A lot of new writing to report.
The biggest news is that The Last Samurai Reread was finally released for Columbia University Press’s Rereadings Series. It’s a study of Helen DeWitt’s great 2000 novel. Bits of it were published in Bookforum (😢) and Public Books. I’ve been very grateful for the review attention the book has already received. I also did a Book Launch event with my UMD colleague Orrin Wang where I explain the origin of the project.

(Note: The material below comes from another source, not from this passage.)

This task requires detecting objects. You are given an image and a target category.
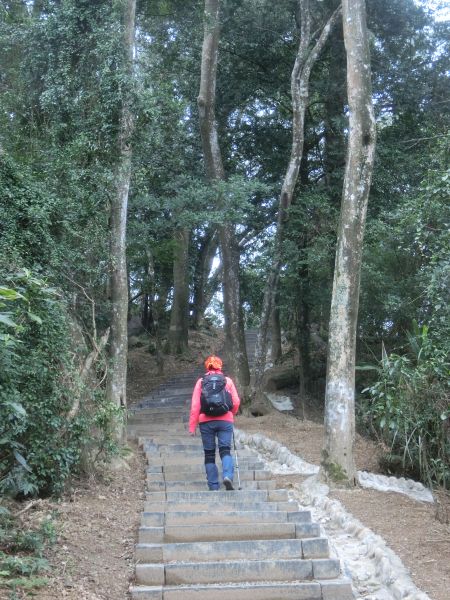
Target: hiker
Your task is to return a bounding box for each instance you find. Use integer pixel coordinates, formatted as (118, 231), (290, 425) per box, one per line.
(189, 356), (240, 490)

My edited collection, Artful Breakdowns: The Comics of Art Spiegelman, which I’ve been working on with my co-editor Georgiana Banita since 2015, finally came out from the University Press of Mississippi’s Tom Inge Series on Comics Artists. Here’s another Book Launch event, this time with another of my UMD colleagues, Christina Walter. The collection includes my own contribution, “Art Spiegelman’s Faustian Bargain: TOON Books and the Invention of Comics for Kids,” which is as far as I know the first scholarly article on Spiegelman’s children’s comics. I also co-wrote the introduction (with Geogiana), “Up from the Underground: Art Spiegelman and the Elevation of Comics.” It’s long but tries to give a comprehensive overview of Spiegelman’s whole career.
I’ve done a bunch of editing, too. In 2021, a special issue of American Literary History I co-edited with Dan Sinykin came out. It’s a special issue about the role of the publishing industry and recent American literary history. Dan and I wrote the introduction.
More recently, I published an essay called “Post-American Speculations” with ALH, for a special issue on “Democracy and the Novel in the US,” edited by Rachel Greenwald Smith and Gordon Hutner. This month, I have an essay called “Love What You Do: Neoliberalism, Emotional Labor, and the Short Story as a Service” coming out in The Cambridge Companion to the American Short Story, which was edited by Gavin Jones and Michael Collins.